Kultur

Wodka und Askese

von ohne Autor · 11. April 2014

Kann der Mensch zu sich selbst finden, wenn das Leben voller Widersprüche und Grenzerfahrungen ist? Der britisch-polnische Regisseur Pawel Pawlikowski geht dieser Frage nach, indem er zwei Frauen im Polen der frühen 60er-Jahre auf eine Reise in die jüngere Vergangenheit schickt.

Wie schon in  „My Summer of Love“ (2004) dreht sich „Ida“ ganz um die Verästelungen zwischen zwei weiblichen Hauptfiguren, die unterschiedlicher nicht sein können. Kurz bevor sie ihr Gelübde ablegt, wird die katholische Novizin Anna von ihrer Äbtissin zu ihrer Tante geschickt, um so ihre einzige Verwandte kennenzulernen. Mit einer Mischung aus Spott und Zärtlichkeit empfängt Wanda sie in ihrer eleganten Großstadtwohnung, die noch aus ihrer Zeit als gnadenlose Staatsanwältin im stalinistischen Nachkriegspolen stammen dürfte. An Wandas sorgfältig lackierten Fingern klebt Blut. Mittlerweile schlägt sie sich als Friedensrichterin und Prostituierte durch. Wanda eröffnet Anna, dass sie Ida heißt und, wie sie selbst, Jüdin ist. Im Zweiten Weltkrieg wurde sie in einem Kloster versteckt. Ihre Eltern wurden ermordet. Wanda überlebte im Untergrund.

Das Zusammentreffen mit Ida bestärkt sie darin, das Geheimnis zu lüften, das bis heute wie ein Mühlstein auf ihr lastet: Wie und warum Idas Eltern, denen polnische Bauern Unterschlupf gewährt hatten, starben. Und das ist längst nicht das einzige schmerzliche Kapitel in ihrer Familiengeschichte. Während der Nachforschungen in der ostpolnischen Provinz taucht Ida in eine Vergangenheit ein, die sie wie eine Bürde auf sich nimmt. Mit ihrem kriminalistischen Spürsinn hat die gleichsam energische wie fatalistisch-humorige Wanda schließlich den Mann am Schlafittchen, der ihre innig geliebte Schwester und deren Mann auf dem Gewissen hat.

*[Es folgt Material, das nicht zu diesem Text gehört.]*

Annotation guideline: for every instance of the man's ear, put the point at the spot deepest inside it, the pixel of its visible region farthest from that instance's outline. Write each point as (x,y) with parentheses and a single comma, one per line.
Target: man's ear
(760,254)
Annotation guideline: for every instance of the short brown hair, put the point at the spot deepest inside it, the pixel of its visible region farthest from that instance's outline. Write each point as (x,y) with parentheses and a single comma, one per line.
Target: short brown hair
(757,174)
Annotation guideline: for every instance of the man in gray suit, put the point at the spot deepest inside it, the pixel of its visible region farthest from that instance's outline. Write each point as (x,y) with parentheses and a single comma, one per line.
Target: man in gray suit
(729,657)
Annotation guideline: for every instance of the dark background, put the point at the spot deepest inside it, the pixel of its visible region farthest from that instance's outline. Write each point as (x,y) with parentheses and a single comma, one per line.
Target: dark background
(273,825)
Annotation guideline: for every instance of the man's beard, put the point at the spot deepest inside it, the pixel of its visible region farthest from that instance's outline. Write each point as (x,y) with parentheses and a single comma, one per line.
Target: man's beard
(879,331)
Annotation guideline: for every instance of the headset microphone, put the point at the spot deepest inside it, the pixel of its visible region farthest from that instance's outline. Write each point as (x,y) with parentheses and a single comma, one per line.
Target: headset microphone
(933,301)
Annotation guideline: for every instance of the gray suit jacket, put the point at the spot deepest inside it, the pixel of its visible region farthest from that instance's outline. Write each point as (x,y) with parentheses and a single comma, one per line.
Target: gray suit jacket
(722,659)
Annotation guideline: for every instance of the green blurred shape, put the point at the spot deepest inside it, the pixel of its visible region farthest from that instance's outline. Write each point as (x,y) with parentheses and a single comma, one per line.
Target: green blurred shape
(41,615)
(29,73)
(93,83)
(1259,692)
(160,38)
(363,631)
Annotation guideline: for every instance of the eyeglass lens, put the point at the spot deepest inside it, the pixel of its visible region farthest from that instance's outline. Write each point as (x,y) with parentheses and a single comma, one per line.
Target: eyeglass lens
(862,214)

Mit den Augen eines Kindes


Doch damit ist ihre Abrechnung mit der Zeit des Holocausts, die auch ein Hinterfragen der eigenen Rolle bedeutet, noch lange nicht am Ende: Nicht nur die Biografie,sondern auch die Energie dieser von Agata Kulesza so kraftvoll wie zerbrechlich verkörperten Frau hat viele Gesichter. Nicht weniger faszinierend ist die ungelernte Debütantin Agata Trzebuchowska als Ida: Allein, wenn man diese wie ein neugieriges, aber sehr ernstes Kind anmutende junge Frau unterm Kopftuch dabei beobachtet, wie sie die Welt mit neuen Augen zu sehen beginnt.

Wie Ida und Wanda wurden, was sie sind, erzählt Pawlikowksi in gleichsam märchenhaften wie düsteren Schwarz-Weiß-Bildern: Als wäre der Trip mit dem knatternden Wartburg über einsame Landstraßen zwischen kahlen winterlichen Feldern eine einzige Meditation. Darin finden sich auch etliche lichte Momente mit reichlich Situationskomik. Zum Beispiel, als die Frauen einen jungen Musiker mit in die nächste Stadt nehmen und Ida die ungewohnten Auswüchse eines Jazz-Konzerts im Hotel-Ballsaal kennenlernt. Jene Nacht wird ihr die Brücke in ein neues Leben weisen. Wanda spürt die Erleichterung, sich endlich der Vergangenheit gestellt zu haben. Dennoch wird ihr Dasein immer mehr zu einer Sackgasse. Ebenso wie Ida trägt sie schwer daran, nicht vergessen zu können. Ihre Alkoholsucht tut ein Übriges.

Strenge Form


Für diese Erzählung aus einem Land, das sich zwischen sozialistischem Aufbau, katholischer Selbstbehauptung, latentem Antisemitismus und Swinging Sixties selbst zu finden oder neu zu erfinden versucht, wählte Pawlikowski eine formale Strenge, die konsequent durchgehalten wird und doch Zwischentöne zulässt. Anfangs sieht und hört man eine Masse in dunklen Gewändern Gebetsgesänge murmeln, kurz danach klappern im Refektorium die Suppenlöffel im Takt. Die Eindrücke aus Annas/Idas Kloster sind karg und rau, aber eben auch sehr präzise inszeniert und abgefilmt. Die Wucht dieser und weiterer gemäldeartiger Szenen im nahezu quadratischen 4:3-Format überwältigt. Auch, weil die Kamera fast die ganze Zeit lang unbewegt bleibt. Immer wieder fallen einzelne Figuren sprichwörtlich aus dem Rahmen. Erst zum Ende hin kommt Bewegung in die Perspektive.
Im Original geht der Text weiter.